I just had maybe some clarification questions. Is volumes under Pocket UPI, are they counted in this 35% UPI number that was mentioned or is that separate?
Yes, it's under this 35% number that we mentioned.
Got it. I think as your UPI volumes went 30%- 35%, but it seems the take rate, just looking at it, reduced a lot more from 68 bps to about 55 bps. Was there anything else impacting that?
No, look, at the end of the day, Siddharth, the take rate is a combination of the various products that we have, right? Like BDPS is a product which has lower take rates, etc. It is just a mathematical outcome.
Correct.
I wouldn't worry too much about quarter-on-quarter trends, but more in terms of the longer duration trends. I think more importantly, the net payment margins, which is actually, you know, in fact, slightly improved this quarter to a little bit over 15 bps.
Yeah, no, fair.
My last question, I think you had spoken about it just previously on the 40% margins in lending coming back. Just to clarify, that's not dependent on the ZIP product coming back or the shorter tenor products coming back and disbursals happening under that?
No, Siddharth, that's not dependent. Like I also mentioned, that's actually more dependent on the book seasoning and the accounting changes in a way becoming more normalized. Because till now, what had happened is, consequent to the changes in September 2024, what I'm given that the book size was smaller because the macro had become weaker, a large part of the cost was hitting upfront, but the revenue was not kicking in. Now, with macro also recovering, disbursals increasing, and that cost getting more stable, that is what is going to cause the 40% margins to come back in.
Got it.
Okay.
That clarifies it. Thank you so much.
Thank you, Siddharth.
Thank you, Siddharth. I think there are no further questions.
Let's see the chat box.
There is one question from Harsh Mehta. Why has the gross margin in financial services gone up from 4%-1 3%? I think we have already addressed this. The primary reason is the lending-related expenses as a percentage of disbursement has gone down and the take rate has improved from 7.4%- 8.3%. Hi, we are just going through the chat. We are just making sure that we don't miss anything. There is one question. When do you expect to be break-even?
Yeah, hi, this is Upasana. I think we mentioned this at the beginning of the call, but I'm very happy to reiterate. What is happening in the business is that the business is growing nicely and we are doing very well in payments every quarter. We've done exceptionally well in Q1 last year and Q2 last year on both payments and lending business. Subsequently, in Q3 and Q4, the lending business had taken a huge beating because of the slowdown in the market itself. We are working hard towards recovering that and we are seeing recovery quarter over quarter. Today, where we stand in the current quarter, we've reported a 30%+ improvement in EBITDA and overall EBITDA is also negative INR 31 crore with a swing of INR 15 crore from Q4 to Q1.
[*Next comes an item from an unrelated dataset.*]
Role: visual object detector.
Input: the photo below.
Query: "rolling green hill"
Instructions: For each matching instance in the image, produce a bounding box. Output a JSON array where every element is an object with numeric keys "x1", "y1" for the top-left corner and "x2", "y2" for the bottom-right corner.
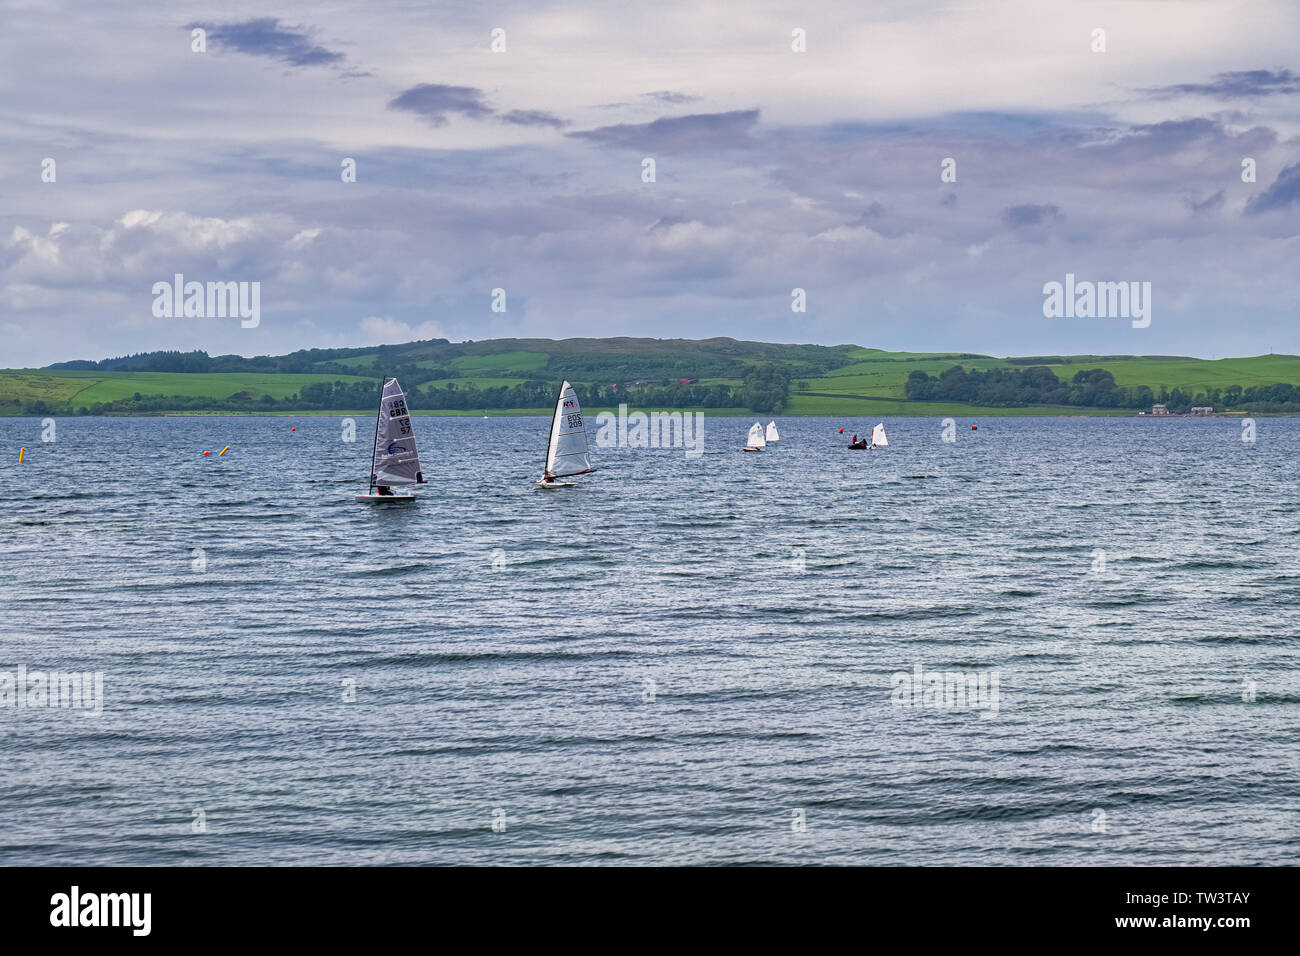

Mathematically, if we are able to achieve a similar swing of INR 15 crore, then in about two quarters, we should break even. On a conservative basis, let's say we are not able to achieve that. Let's say we are able to do, let's say, INR 10 crore of swing in the next few quarters, then also we should break even. We are quite confident that in this financial year, either in Q3 or Q4, we should be able to break even and then work towards building a far more profitable growth engine in the next financial year.
Thank you all. We have covered all the questions. We have gone through the chats as well. Thank you, everyone, for joining the call. Have a great day.